ArrayRepeat is a Spark Catalyst expression that creates an array by repeating a given element a specified number of times. It takes any data type as the element to repeat and an integer count to determine how many times the element should be duplicated in the resulting array.

Syntax

array_repeat(element, count)
// DataFrame API
df.select(array_repeat(col("element"), col("count")))

Arguments

Argument Type Description
element Any The element to be repeated in the array
count Integer The number of times to repeat the element

Return Type

Returns an ArrayType with the element type matching the input element's data type.

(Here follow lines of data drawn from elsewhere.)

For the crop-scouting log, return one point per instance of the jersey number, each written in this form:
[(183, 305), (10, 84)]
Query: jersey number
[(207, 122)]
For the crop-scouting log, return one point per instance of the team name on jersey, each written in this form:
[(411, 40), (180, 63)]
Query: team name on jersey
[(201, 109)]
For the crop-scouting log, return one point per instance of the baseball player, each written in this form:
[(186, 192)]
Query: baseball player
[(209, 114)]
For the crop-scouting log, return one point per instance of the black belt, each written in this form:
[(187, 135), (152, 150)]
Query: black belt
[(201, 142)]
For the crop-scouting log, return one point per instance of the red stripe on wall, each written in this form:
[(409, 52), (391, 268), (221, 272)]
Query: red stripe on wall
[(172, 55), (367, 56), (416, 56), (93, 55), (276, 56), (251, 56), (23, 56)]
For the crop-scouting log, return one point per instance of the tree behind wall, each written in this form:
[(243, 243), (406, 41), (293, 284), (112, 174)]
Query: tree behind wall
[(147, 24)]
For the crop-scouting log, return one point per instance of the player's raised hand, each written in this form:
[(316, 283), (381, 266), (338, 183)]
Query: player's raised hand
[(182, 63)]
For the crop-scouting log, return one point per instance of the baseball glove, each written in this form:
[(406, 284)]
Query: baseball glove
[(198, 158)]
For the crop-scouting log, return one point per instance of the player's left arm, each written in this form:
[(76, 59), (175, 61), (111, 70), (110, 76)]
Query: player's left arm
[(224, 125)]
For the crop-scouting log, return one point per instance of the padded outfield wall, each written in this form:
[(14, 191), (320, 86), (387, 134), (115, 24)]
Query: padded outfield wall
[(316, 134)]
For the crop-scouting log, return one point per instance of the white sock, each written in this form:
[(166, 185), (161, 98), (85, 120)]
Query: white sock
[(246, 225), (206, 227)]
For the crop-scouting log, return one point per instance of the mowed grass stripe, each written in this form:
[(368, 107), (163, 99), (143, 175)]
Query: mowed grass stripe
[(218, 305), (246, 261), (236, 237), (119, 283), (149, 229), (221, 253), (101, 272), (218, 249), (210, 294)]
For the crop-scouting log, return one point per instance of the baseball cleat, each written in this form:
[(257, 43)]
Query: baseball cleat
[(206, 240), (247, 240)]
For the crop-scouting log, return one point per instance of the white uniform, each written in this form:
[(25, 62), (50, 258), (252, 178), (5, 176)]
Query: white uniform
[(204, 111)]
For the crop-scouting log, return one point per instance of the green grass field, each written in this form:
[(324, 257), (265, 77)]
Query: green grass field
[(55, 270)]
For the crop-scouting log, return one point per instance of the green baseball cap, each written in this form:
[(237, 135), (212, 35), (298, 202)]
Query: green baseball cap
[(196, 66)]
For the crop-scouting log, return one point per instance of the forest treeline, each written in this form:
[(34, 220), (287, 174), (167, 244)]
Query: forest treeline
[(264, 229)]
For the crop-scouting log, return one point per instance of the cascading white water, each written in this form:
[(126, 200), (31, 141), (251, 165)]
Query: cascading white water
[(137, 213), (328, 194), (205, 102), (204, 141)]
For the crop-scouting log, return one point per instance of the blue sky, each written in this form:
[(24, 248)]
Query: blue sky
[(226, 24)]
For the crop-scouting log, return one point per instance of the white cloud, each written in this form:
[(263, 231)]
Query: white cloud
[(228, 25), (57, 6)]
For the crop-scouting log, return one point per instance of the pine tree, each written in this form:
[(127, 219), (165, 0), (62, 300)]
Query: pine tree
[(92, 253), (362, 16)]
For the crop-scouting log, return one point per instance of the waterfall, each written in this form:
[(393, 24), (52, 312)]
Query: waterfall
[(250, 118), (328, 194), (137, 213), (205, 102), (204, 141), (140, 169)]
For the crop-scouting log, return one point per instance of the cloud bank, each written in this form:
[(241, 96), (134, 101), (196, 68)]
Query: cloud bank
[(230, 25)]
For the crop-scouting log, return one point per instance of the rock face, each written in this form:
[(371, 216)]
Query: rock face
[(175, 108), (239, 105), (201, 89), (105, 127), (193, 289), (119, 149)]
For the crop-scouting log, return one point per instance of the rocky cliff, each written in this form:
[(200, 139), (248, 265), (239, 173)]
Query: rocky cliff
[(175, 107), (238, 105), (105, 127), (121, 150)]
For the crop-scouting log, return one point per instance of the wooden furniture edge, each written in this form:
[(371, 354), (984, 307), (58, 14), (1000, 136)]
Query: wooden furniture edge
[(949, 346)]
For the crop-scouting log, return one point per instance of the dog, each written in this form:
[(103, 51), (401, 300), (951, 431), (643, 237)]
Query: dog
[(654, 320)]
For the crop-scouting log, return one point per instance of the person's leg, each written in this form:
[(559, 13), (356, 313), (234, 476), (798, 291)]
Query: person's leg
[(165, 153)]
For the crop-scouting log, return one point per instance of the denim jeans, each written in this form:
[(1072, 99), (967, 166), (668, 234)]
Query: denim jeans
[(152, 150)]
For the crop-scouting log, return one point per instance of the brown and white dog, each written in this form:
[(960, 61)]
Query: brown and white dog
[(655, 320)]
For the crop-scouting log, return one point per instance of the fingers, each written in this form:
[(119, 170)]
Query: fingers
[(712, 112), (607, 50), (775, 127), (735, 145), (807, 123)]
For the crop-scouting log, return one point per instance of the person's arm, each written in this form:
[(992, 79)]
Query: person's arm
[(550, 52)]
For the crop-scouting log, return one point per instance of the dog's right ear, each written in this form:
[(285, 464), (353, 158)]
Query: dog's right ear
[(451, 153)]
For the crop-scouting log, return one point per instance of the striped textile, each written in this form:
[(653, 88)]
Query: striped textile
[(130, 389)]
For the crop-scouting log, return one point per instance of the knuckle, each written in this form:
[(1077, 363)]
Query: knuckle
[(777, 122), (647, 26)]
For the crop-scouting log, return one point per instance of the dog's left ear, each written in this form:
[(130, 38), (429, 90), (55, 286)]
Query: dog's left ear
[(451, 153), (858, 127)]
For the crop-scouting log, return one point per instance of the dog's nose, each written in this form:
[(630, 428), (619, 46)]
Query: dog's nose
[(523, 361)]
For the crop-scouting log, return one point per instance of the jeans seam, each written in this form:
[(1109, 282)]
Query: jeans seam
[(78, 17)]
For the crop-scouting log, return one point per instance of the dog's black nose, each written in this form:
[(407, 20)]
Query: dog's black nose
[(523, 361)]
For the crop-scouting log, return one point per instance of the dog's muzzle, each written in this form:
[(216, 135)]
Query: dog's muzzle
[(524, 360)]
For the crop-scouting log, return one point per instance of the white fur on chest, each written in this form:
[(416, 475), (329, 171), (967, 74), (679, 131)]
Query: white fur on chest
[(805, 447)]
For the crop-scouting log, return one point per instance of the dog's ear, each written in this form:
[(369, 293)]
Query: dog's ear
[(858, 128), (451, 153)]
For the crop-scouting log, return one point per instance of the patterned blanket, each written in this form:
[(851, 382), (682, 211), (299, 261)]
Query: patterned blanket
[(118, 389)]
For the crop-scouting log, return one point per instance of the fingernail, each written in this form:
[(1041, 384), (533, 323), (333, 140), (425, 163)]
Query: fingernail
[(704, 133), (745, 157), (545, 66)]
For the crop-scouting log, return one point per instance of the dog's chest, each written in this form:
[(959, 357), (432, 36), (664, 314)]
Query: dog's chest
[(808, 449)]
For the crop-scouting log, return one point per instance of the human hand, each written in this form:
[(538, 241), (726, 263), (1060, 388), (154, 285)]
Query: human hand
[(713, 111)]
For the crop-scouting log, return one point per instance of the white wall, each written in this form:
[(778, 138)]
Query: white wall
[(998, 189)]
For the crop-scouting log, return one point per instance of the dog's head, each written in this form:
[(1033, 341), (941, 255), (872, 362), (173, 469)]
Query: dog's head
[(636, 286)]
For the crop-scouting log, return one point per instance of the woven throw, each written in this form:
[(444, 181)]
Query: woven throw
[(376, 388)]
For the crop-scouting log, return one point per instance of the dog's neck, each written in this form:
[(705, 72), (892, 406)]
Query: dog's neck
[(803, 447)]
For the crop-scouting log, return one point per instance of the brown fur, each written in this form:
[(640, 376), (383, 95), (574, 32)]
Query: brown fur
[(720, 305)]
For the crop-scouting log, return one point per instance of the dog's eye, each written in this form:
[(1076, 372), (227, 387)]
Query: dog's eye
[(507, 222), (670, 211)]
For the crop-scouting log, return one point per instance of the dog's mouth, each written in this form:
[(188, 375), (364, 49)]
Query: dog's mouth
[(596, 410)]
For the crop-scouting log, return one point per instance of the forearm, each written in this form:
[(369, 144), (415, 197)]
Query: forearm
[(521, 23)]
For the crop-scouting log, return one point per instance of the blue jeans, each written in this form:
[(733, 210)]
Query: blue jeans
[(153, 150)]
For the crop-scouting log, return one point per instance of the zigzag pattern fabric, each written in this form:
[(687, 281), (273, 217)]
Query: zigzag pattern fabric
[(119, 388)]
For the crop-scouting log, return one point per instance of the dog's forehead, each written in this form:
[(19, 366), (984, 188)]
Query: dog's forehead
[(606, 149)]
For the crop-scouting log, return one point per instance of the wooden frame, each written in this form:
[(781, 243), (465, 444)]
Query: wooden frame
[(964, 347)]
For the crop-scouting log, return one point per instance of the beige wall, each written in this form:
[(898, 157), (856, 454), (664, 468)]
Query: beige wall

The array's element nullability matches the nullability of the input element.

Supported Data Types

  • Element: Any data type (AnyDataType)
  • Count: Integer types only (IntegerType)

Algorithm

  • Evaluates the count parameter first and returns null if count is null
  • Validates that the count doesn't exceed ByteArrayMethods.MAX_ROUNDED_ARRAY_LENGTH to prevent memory issues
  • Evaluates the element parameter once and reuses the same value for all array positions
  • Creates a GenericArrayData using Array.fill() to efficiently populate the array
  • Handles null elements by either setting all positions to null or copying the non-null value

Partitioning Behavior

This expression does not affect partitioning as it operates on individual rows:

  • Preserves existing partitioning since it's a row-level transformation
  • Does not require shuffle operations
  • Can be executed independently on each partition

Edge Cases

  • Returns null if the count parameter is null (nullable behavior depends on count nullability)
  • Returns empty array if count is 0 or negative (negative counts are treated as 0)
  • Throws QueryExecutionErrors.createArrayWithElementsExceedLimitError if count exceeds maximum array length
  • Properly handles null elements by setting all array positions to null
  • Maintains the nullability characteristics of the input element type

Code Generation

This expression supports Tungsten code generation through the doGenCode method:

  • Generates optimized code for array allocation using CodeGenerator.createArrayData
  • Uses efficient loops for element assignment with CodeGenerator.setArrayElement
  • Includes null-safety checks and proper exception handling in generated code
  • Avoids interpreted evaluation overhead for better performance

Examples

-- Create array with repeated string
SELECT array_repeat('hello', 3);
-- Result: ["hello", "hello", "hello"]

-- Create array with repeated number
SELECT array_repeat(42, 2);
-- Result: [42, 42]

-- Handle null count (returns null)
SELECT array_repeat('test', null);
-- Result: null

-- Empty array for zero count
SELECT array_repeat('item', 0);
-- Result: []
// DataFrame API usage
import org.apache.spark.sql.functions.array_repeat

df.select(array_repeat(lit("value"), col("repeat_count")))

// With column values
df.select(array_repeat(col("item"), lit(5)))

See Also

  • array() - Create arrays from multiple expressions
  • explode() - Expand arrays into multiple rows
  • array_contains() - Check if array contains element
  • size() - Get array length